‘Prayer in the Park’ to battle heroin problem


R-H Staff



EATON — In an effort to address heroin abuse and other addictions, Ware’s Chapel United Methodist Church is holding a Prayer in the Park event on Thursday evening, Sept. 29, at 7 p.m.

“Who would have thought that the rural community of Preble County would become ravaged with the rampant use and abuse of illegal drugs? With Interstate 70 running through the county, the availability and constant presence of illegal drugs are taking a heavy toll,” church officials said in a press release.

According to the church, a dedicated committee has been meeting regularly to plan a “meaningful and helpful event for all persons affected by this scourge.”
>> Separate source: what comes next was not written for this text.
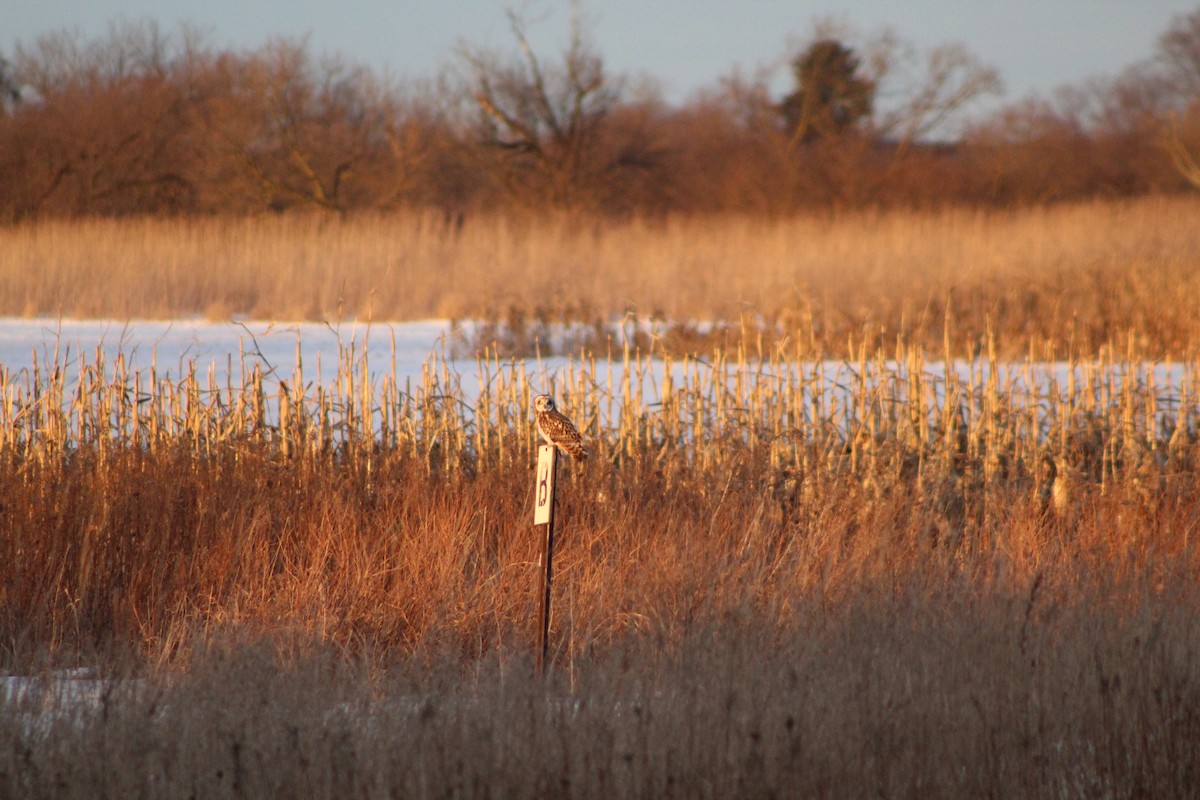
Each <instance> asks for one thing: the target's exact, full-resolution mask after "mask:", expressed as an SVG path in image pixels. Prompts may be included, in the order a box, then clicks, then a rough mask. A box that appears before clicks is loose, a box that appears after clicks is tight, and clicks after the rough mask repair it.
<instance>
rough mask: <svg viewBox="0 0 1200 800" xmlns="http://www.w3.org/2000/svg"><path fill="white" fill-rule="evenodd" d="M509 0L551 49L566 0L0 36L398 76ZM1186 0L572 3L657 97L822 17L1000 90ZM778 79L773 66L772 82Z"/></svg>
mask: <svg viewBox="0 0 1200 800" xmlns="http://www.w3.org/2000/svg"><path fill="white" fill-rule="evenodd" d="M509 8H514V10H523V11H524V12H526V13H527V16H528V17H529V18H530V19H534V20H538V22H535V24H534V25H533V26H532V35H530V37H532V38H533V41H534V44H535V46H536V47H538V48H539V49H547V48H548V50H550V52H551V53H557V52H558V50H559V47H560V44H562V42H563V31H565V29H566V24H568V20H569V12H568V8H569V4H568V2H566V0H323V1H318V0H6V1H5V4H4V8H2V10H0V30H2V32H0V50H10V49H12V47H13V44H14V43H16V42H18V41H20V42H26V43H28V42H32V41H34V40H35V38H36V37H37V36H38V35H41V34H44V32H48V31H53V30H59V29H64V28H73V29H77V30H78V31H80V32H82V34H84V35H85V36H95V35H102V34H104V32H106V31H107V29H108V25H109V23H110V22H112V20H114V19H119V18H124V19H127V20H139V19H148V18H150V19H156V20H157V22H158V23H160V24H162V26H163V28H164V29H167V30H168V31H170V30H173V29H175V26H176V25H178V24H179V23H184V22H186V23H191V24H192V25H196V26H197V28H199V29H200V30H202V31H204V32H206V34H208V36H209V42H210V43H211V44H214V46H217V47H234V48H244V47H257V46H258V44H262V43H263V42H264V41H266V40H268V38H270V37H272V36H287V37H300V36H308V40H310V42H311V44H312V47H313V48H314V50H317V52H319V53H337V54H341V55H344V56H349V58H350V59H352V60H354V61H358V62H361V64H365V65H367V66H371V67H373V68H386V70H388V71H389V72H390V73H391V74H394V76H400V77H431V76H433V74H434V72H436V71H437V70H438V67H439V66H440V65H442V64H444V62H445V61H446V60H448V59H449V58H450V56H451V55H452V52H454V48H455V46H456V44H457V43H458V42H469V43H472V44H476V46H485V47H493V48H498V49H502V50H512V38H511V35H510V32H509V29H508V22H506V19H505V11H506V10H509ZM1196 8H1200V2H1196V0H1190V1H1184V0H905V1H902V2H901V1H899V0H898V1H890V0H880V1H874V2H872V1H869V0H842V1H840V2H832V1H829V0H809V1H800V0H587V1H586V2H583V10H584V12H586V14H587V17H588V18H589V19H590V20H592V23H593V34H594V40H595V43H596V44H598V48H599V50H600V54H601V55H602V56H604V59H605V64H606V65H607V67H608V70H610V71H611V72H613V73H629V74H648V76H652V77H653V78H655V79H656V80H658V82H659V84H660V85H661V88H662V90H664V91H665V94H666V96H667V98H668V100H671V101H680V100H684V98H686V97H688V96H689V95H690V94H691V92H692V91H695V90H697V89H701V88H710V86H714V85H715V84H716V80H718V79H719V78H720V77H721V76H725V74H728V73H730V72H731V71H732V70H733V67H734V66H738V67H740V68H742V70H743V71H744V72H748V73H749V72H752V71H754V70H755V68H756V67H758V66H764V65H770V64H773V62H775V64H780V62H782V60H784V56H785V55H786V54H787V53H788V52H790V49H788V48H790V47H794V46H796V43H797V42H799V41H803V40H804V38H805V37H806V36H808V35H809V34H810V32H811V30H812V24H814V20H816V19H821V18H830V17H832V18H834V19H838V20H840V22H844V23H846V24H848V25H851V26H852V28H854V29H857V30H859V31H863V32H865V34H868V35H869V34H871V32H876V31H878V30H881V29H882V28H884V26H888V28H890V29H892V30H894V31H895V32H896V34H898V35H899V36H900V37H901V38H904V40H906V41H908V42H912V43H913V44H917V46H918V47H920V48H928V47H931V46H936V44H941V43H947V42H959V43H962V44H965V46H967V48H968V49H970V50H971V52H972V53H974V54H976V55H977V56H978V58H979V59H980V60H983V61H984V62H986V64H989V65H991V66H994V67H996V68H997V70H998V71H1000V74H1001V78H1002V79H1003V82H1004V86H1006V94H1004V100H1008V101H1012V100H1016V98H1019V97H1022V96H1025V95H1027V94H1030V92H1032V91H1039V92H1048V91H1051V90H1052V89H1055V88H1056V86H1061V85H1063V84H1078V83H1080V82H1082V80H1084V79H1086V78H1090V77H1103V76H1112V74H1116V73H1117V72H1120V71H1121V70H1122V68H1123V67H1126V66H1128V65H1130V64H1133V62H1135V61H1139V60H1142V59H1146V58H1148V56H1150V55H1151V54H1152V52H1153V49H1154V43H1156V38H1157V37H1158V35H1159V34H1162V32H1163V31H1164V30H1165V29H1166V26H1168V25H1169V24H1170V20H1171V18H1172V17H1174V16H1176V14H1181V13H1188V12H1190V11H1194V10H1196ZM775 85H778V86H786V73H782V71H781V74H780V77H779V79H778V82H776V84H775Z"/></svg>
The endeavor will be outdoors and is not a revival nor an attempt to increase Ware’s Chapel’s weekly worship attendance, the church noted. “This is a sincere effort to go to God in prayer and ask his guidance for a serious problem.”

The committee has an hour-long program planned. There will be appropriate scripture, group singing, and lots of praying, according to organizer. In addition, there will be comments from recovering addicts and other inspirational words by the proper individuals. The activities will also feature special music.

There will be regular folding chairs in place, but attendees are urged to bring a lawn chair. After the event, several resource personnel will be available for further information concerning where and whom to contact.

“Addiction of an individual has far ranging effects on family members, friends, businesses, safety, finances, and employment; all bringing negative relationships. This activity of an evening of prayer is a way to address this and bring about a positive result,” organizers noted.

Ware’s Chapel VanAudsal Park is adjacent to the church on Foos Road. Foos Road is one mile west of U.S. 127, 10 miles north of Eaton, two mile south of West Manchester. The church was established in the 1830s on donated land, and its newsletter denotes its purpose to be a beacon to all, presently to be a beacon of hope in order to decrease this problem. “This endeavor is sincerely intended for all to come and join a collective prayer approach to rid our area of a problem that has resisted many other approaches,” church officials encourage.

The members of Ware’s Chapel invite the public to join them in “praying away this addictive practice.”

“Bring a friend, an interested person, someone struggling with addiction,” organizers said. “All will find an accepting and a friendly, welcoming, helpful environment.”